3.1.9 seems to break the Shell app due to CSRF token issue
After updating from 3.1.7 to 3.1.9, the shell app immediately crashes with the message:
Your connection to the remote server has been terminated.
Looking at the logs I found
App 4042244 output: Listening on 3000
App 4042244 output: Connection established
App 4042244 output: /var/www/ood/apps/sys/shell/app.js:161
App 4042244 output: token = req.url.match(/csrf=([^&]*)/)[1];
App 4042244 output: ^
App 4042244 output:
App 4042244 output: TypeError: Cannot read properties of null (reading '1')
App 4042244 output: at WebSocketServer.connection (/var/www/ood/apps/sys/shell/app.js:161:40)
App 4042244 output: at WebSocketServer.emit (node:events:517:28)
App 4042244 output: at done (/var/www/ood/apps/sys/shell/app.js:233:9)
App 4042244 output: at WebSocketServer.completeUpgrade (/var/www/ood/apps/sys/shell/node_modules/ws/lib/websocket-server.js:435:5)
App 4042244 output: at WebSocketServer.handleUpgrade (/var/www/ood/apps/sys/shell/node_modules/ws/lib/websocket-server.js:343:10)
App 4042244 output: at Server.upgrade (/var/www/ood/apps/sys/shell/app.js:232:7)
App 4042244 output: at Server.emit (node:events:517:28)

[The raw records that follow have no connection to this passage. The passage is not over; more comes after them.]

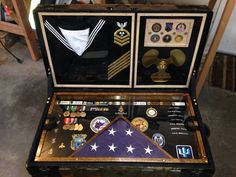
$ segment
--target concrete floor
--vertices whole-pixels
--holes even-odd
[[[0,176],[29,177],[25,162],[43,111],[47,83],[43,61],[33,62],[26,46],[0,48]],[[216,164],[214,177],[236,177],[236,94],[205,86],[199,99]]]

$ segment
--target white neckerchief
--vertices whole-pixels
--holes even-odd
[[[62,36],[58,31],[46,20],[44,26],[69,50],[81,56],[86,49],[93,43],[96,35],[105,24],[105,20],[99,20],[93,31],[89,35],[89,28],[84,30],[66,30],[60,28]]]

App 4042244 output: at onParserExecuteCommon (node:_http_server:939:14)
App 4042244 output: at onParserExecute (node:_http_server:825:3)

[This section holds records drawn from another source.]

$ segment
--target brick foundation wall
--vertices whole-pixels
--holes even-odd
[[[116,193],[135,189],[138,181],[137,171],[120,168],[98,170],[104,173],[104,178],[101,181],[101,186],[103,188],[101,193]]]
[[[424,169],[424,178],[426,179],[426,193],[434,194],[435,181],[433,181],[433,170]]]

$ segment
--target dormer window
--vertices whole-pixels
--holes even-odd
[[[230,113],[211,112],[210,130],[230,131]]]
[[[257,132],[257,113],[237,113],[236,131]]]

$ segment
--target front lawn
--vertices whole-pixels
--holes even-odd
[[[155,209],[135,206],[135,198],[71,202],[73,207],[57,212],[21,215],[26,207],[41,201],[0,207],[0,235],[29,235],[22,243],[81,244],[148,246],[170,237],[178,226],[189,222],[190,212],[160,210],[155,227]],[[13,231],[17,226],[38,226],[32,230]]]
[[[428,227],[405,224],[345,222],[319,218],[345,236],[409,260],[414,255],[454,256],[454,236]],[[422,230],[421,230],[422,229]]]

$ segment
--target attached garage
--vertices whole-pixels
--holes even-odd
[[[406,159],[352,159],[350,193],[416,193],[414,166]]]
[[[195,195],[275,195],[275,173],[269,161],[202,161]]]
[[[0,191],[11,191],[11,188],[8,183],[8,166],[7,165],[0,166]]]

I made it print out req.url and it's the bare URL to the shell app without a CSRF token.
3.1.7 does not have this issue since downgrading fixes it.
I can't replicate. Note that it's the javascript making this network call with a CSRF token, not the original URL you put in your browser.
Here's an image of my console tab for the same. You'll note that the first request is what you enter in the URL (and the response is an html page), then later the browser makes another request to basically the same URL only with wss protocol instead of http.
Didn't mean to close the ticket, only comment on it. Can you show a similar network tab?
I double checked the diff between the two versions this morning and can't find/see how the ping pong change changed/broke functionality to that point.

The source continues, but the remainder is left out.